Quark1020 Feb 9th 2012 12:26PM
Meh, finding groups was almost instantaneous for me, for the same reason I still do with group finder: I'm a healer my best friend is a tank.
All i had to do was go to (at the time) Dalaran and yell the magic words: "Need 3 dps for heroic daily, pst". Within seconds I'll get 5 whispers.
Lupos Feb 9th 2012 7:52PM
I do see the point. Maybe it was just me and my problem was I server transferred around the Ulduar patch and lost all the connects I made in BC. It's probably my fault haha
notsofarfetched Feb 9th 2012 8:13AM
I tanked a lot in WotLK and loved it, but got started a little late in Cata... which turned into never for this reason. I'd love to break into it, I'm decently geared out of the AH, but I don't have a large enough guild to even field a 5-man, and our server is tiny, so a new guild would be tough (though probably not as impossible as I think.)
Point being, I don't want to get yelled at while trying to learn the new dungeons, and it's too late to catch the kinder folk and learn without a nervous breakdown. I get that I probably need to man (woman?) up, but I don't want to bother with taking the abuse.
Hearing other folks recent experiences would be really helpful.

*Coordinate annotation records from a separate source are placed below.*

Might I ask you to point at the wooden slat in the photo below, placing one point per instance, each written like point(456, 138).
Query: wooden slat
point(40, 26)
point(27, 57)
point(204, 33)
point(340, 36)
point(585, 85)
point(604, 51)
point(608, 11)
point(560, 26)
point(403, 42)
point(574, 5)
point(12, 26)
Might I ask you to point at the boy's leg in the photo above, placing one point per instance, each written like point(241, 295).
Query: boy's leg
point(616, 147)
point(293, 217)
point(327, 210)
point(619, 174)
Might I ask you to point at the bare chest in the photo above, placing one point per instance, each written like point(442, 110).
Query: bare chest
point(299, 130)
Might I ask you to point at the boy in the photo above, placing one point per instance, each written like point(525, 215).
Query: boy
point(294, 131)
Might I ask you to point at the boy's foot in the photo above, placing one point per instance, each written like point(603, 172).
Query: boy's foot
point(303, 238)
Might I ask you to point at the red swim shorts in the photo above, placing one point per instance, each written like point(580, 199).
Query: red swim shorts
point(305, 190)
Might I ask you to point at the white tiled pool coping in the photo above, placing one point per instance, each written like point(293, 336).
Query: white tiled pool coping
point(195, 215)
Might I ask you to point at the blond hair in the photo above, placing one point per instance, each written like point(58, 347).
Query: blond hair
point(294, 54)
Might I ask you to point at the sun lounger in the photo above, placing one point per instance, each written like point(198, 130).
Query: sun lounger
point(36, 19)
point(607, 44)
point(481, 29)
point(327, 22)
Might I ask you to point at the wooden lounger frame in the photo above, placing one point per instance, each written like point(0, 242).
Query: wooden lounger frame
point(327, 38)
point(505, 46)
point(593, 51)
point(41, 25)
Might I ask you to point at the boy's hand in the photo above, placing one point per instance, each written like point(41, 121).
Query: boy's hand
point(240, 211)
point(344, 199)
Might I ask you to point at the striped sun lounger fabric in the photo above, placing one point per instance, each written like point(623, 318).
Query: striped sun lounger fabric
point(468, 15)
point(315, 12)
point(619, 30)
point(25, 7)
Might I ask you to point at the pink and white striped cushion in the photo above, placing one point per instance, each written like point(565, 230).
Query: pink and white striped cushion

Luotian Feb 9th 2012 8:49AM
Ugh, I think cyberspace ate my comment. Anyway, the long and short of it was:
The other night my sister, our friend, and myself were running Cata. regs (trying to level our guild-- we finally dinged it up to 2 last night-- gear my new 85 enough for heroics and level their two characters). We zoned into Stonecore, my least favorite, with a healer and tank who both confessed it was their first Cata. dungeon. It was a blast walking them all through it as well as coach my sister on the priority system for her Demo. lock.
It wasn't the most efficient run I've ever had, and more than a few times I missed something important because I've never tanked/melee DPSed, but we didn't wipe and it was an awesome clean run that resulted in me walking them through...I think it's pinncale, where you fight Asaad.
I will confess that my macro on my lowbie tank has been met with people deliberately trying to screw me over every time I've used it (my sisters little tank hasn't met with much more success in PuGs, I'll confess, with people continuing to do things long after they've been nicely asked to stop pulling/knockbacking mobs), but that doesn't stop me from believing that if you're honest about your experience *most of the time* you'll end up with nice people that are understanding and helpful.